Lawmakers are hoping to attach the $900 billion stimulus measure to a catchall omnibus spending bill in order to avert a government shutdown. Leaders of both parties have agreed to stay in session until they reach a deal on both fronts, as the pandemic resurges at a catastrophic rate, with the U.S. coronavirus death toll now topping 300,000.
If successful, the $900 billion stimulus injection would be the first round of federal relief for pandemic-ravaged Americans since the $2.2 trillion CARES Act passed in March.
The blueprint currently on the table is far smaller than the $3 trillion measure Democrats pushed for, but larger than the $550 billion bill that Republicans long claimed was all the U.S. could afford.
A Republican official familiar with the talks told the Daily News that a deal in principle could be announced as early as late Wednesday night.
Signs of a long-delayed breakthrough came after Pelosi and Senate Minority Leader Chuck Schumer (D-N.Y.) agreed to drop their demand for the bill to include $160 billion in bailouts for state and local governments.
In an apparent trade-off, Republicans are now looking likely to support $600 stimulus checks for most U.S. taxpayers along with a weekly federal $300 boost for unemployed workers to partially renew the $600 jobless enhancement that expired over the summer.
McConnell has apparently also dropped his push for the bill to include a controversial liability shield that would protect businesses, schools and other entities from lawsuits alleging coronavirus-related wrongdoing.

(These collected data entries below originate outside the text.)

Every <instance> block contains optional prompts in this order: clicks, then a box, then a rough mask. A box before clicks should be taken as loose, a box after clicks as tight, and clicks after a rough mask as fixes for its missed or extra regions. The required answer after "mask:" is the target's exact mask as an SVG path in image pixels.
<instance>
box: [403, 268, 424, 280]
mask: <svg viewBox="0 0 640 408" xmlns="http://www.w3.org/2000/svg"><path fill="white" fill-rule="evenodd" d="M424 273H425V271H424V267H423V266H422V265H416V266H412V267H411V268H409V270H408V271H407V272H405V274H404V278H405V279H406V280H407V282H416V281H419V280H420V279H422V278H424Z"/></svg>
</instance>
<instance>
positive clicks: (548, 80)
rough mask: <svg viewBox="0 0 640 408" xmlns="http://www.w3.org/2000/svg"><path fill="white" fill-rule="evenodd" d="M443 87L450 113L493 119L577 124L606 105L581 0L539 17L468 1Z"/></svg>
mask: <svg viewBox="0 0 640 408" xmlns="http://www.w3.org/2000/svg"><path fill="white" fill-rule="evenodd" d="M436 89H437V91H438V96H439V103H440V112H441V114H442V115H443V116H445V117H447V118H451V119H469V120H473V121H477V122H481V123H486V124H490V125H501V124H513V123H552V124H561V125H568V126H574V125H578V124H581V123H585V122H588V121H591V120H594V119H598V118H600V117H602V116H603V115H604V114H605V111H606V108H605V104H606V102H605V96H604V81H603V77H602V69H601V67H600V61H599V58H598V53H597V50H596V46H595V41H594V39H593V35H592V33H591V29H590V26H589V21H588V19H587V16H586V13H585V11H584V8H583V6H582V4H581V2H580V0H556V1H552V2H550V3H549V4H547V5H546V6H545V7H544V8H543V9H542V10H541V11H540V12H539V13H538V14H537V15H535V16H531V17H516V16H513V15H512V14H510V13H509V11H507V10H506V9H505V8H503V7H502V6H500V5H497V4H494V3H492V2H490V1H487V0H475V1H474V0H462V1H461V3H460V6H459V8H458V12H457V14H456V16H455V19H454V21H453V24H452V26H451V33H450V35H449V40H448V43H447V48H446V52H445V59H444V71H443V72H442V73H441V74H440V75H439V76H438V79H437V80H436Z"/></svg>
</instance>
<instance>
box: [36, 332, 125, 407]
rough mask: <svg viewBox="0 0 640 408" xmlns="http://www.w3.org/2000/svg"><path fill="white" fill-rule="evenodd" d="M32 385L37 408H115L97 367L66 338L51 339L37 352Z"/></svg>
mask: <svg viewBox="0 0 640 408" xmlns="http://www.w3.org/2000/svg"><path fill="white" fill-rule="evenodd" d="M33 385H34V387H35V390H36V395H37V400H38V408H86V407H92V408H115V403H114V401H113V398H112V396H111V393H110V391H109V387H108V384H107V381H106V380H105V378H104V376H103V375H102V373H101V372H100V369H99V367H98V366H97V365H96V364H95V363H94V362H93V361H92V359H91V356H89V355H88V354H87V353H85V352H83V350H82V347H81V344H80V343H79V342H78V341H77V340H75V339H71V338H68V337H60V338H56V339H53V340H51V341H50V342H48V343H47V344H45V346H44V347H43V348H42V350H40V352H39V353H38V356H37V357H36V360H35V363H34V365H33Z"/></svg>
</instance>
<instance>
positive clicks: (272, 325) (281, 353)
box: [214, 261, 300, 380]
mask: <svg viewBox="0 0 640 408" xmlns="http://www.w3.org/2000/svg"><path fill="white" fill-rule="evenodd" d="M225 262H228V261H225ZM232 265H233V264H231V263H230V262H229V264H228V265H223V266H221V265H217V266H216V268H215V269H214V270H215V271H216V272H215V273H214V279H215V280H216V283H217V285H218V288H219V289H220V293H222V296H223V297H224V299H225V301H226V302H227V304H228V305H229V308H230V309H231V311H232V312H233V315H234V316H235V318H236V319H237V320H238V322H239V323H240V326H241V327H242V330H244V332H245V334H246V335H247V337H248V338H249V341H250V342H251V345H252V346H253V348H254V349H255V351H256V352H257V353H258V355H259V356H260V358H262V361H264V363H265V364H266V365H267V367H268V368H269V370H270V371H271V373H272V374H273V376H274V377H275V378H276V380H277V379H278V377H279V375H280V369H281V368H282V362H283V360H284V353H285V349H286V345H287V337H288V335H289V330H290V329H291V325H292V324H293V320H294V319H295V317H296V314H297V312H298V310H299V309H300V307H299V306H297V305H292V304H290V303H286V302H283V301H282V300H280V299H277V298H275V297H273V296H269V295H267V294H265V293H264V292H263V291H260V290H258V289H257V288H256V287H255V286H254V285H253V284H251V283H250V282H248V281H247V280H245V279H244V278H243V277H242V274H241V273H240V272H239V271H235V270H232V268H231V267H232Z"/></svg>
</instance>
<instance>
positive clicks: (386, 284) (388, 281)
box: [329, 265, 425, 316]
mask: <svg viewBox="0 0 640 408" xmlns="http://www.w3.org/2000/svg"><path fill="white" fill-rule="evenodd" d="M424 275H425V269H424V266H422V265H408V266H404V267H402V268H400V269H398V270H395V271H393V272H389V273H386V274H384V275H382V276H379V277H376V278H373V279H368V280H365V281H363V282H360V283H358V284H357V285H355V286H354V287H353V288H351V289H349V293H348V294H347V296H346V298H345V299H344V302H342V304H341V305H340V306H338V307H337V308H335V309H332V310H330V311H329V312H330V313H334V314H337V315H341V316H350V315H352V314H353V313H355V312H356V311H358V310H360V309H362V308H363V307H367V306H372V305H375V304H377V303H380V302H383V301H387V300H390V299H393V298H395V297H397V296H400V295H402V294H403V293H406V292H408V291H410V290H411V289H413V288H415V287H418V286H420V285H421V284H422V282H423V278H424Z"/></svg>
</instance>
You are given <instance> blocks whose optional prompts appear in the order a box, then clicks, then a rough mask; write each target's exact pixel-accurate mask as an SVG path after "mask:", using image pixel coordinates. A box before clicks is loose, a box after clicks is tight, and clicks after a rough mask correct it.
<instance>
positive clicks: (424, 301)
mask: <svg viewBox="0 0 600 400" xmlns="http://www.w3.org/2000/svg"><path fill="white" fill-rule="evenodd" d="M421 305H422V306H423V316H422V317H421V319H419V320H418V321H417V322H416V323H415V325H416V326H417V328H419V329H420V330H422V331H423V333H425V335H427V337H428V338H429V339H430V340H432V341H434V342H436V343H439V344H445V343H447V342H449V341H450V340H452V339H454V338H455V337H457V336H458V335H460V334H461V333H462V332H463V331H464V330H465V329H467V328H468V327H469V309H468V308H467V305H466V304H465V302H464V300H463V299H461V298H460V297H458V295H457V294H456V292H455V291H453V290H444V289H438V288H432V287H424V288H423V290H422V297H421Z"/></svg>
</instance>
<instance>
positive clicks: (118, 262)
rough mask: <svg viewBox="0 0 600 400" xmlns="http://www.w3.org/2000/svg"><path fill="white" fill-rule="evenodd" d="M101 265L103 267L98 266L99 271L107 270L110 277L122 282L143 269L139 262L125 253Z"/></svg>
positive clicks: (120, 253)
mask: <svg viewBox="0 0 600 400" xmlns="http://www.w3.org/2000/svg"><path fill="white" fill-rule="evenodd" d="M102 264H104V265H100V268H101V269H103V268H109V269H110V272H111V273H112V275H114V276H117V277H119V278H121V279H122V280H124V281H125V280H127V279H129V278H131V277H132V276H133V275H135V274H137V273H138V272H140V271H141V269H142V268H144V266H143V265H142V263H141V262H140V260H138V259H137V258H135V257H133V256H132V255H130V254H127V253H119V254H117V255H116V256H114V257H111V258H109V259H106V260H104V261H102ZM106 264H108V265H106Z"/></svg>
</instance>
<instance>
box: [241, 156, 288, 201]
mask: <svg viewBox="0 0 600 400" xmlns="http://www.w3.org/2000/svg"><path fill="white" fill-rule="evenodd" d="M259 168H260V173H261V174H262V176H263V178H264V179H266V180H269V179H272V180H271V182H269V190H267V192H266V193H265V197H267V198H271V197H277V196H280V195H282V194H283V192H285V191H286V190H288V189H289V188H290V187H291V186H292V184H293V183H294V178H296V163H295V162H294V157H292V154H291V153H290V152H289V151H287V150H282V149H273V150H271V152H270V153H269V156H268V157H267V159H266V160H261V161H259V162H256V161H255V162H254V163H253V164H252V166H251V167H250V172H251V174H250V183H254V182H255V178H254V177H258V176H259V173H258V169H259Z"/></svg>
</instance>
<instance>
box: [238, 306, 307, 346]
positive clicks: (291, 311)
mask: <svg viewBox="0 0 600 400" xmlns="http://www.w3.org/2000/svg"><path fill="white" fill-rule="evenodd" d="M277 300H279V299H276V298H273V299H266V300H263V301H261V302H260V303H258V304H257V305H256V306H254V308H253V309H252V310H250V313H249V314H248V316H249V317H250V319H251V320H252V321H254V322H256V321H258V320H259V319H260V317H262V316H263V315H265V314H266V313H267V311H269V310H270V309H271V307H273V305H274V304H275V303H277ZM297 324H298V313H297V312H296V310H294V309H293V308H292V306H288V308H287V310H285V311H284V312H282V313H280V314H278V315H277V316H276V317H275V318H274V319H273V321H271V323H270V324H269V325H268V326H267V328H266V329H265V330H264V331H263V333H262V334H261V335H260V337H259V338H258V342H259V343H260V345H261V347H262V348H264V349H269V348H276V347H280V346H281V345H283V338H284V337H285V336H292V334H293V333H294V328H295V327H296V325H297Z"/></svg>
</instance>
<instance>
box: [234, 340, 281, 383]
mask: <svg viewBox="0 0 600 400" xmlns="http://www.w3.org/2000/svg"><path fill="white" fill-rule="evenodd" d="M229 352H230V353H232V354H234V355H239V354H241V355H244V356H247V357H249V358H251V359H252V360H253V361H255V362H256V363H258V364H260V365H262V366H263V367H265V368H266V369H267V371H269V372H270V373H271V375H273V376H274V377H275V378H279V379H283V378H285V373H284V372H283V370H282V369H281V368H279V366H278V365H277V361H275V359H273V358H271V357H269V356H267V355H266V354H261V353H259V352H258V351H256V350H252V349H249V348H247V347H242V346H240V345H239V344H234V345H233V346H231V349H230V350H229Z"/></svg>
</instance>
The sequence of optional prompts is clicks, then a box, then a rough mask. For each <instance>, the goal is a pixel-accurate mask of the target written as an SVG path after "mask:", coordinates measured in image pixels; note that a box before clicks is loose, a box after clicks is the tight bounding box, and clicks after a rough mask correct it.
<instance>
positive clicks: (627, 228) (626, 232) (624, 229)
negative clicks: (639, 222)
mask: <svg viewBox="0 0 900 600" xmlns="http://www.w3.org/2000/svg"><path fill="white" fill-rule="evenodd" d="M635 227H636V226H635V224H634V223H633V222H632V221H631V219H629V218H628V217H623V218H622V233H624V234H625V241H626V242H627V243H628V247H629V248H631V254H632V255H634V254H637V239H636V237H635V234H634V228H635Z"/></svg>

Other provisions of the bill include $300 billion in aid for small businesses, mostly through the popular Paycheck Protection
Program, some relief for hard-hit transit agencies, including about $4 billion for New York City’s MTA, and funding for COVID-19 vaccine distribution.
But Gov. Cuomo. and Mayor de Blasio both slammed the deal for failing to include relief for states and reiterated their warning that mass layoffs could ensue in New York as a result.
In a briefing from Albany, Cuomo called it “madness.”
“After the election people were supposed to put their politics aside and actually do their job,” Cuomo said. “Apparently, that hasn’t happened.”
“A deal that sidelines local aid is a deal that sidelines our recovery,” de Blasio added from a City Hall briefing.
Congressional progressives, meanwhile, fumed that Republican leaders apparently succeeded in getting the unemployment enhancement to only span 12 or even eight weeks, as opposed to the 16 proposed by Democrats.
“Do they know that people in red states are hungry too, or do they just not care? This is inhumane,” tweeted Rep. Alexandria Ocasio-Cortez (D-N.Y.)
Democratic leaders on Capitol Hill are defending the concessions because they bank on President-elect Joe Biden to quickly press Congress for another stimulus package once he takes office on Jan. 20.
Biden confirmed he’s on board with that plan.
“The stimulus package is encouraging,” Biden told reporters at his transition team headquarters in Delaware, “but it’s a down payment, an important down payment on what’s going to have to be done in the beginning of January and into February.”
The looming government shutdown has added a layer of legislative urgency to the notoriously unproductive stimulus negotiations.
Lawmakers are supposed to recess for the rest of the year on Dec. 18, but Pelosi and McConnell have both instructed their members to be ready to work through the holidays if necessary.
If both chambers of Congress ultimately pass a stimulus-omnibus combo, Trump still needs to put his signature on the measures for them to become law.
Mostly focused on his futile bid to overturn the election he lost, Trump has been largely absent in the stimulus negotiations.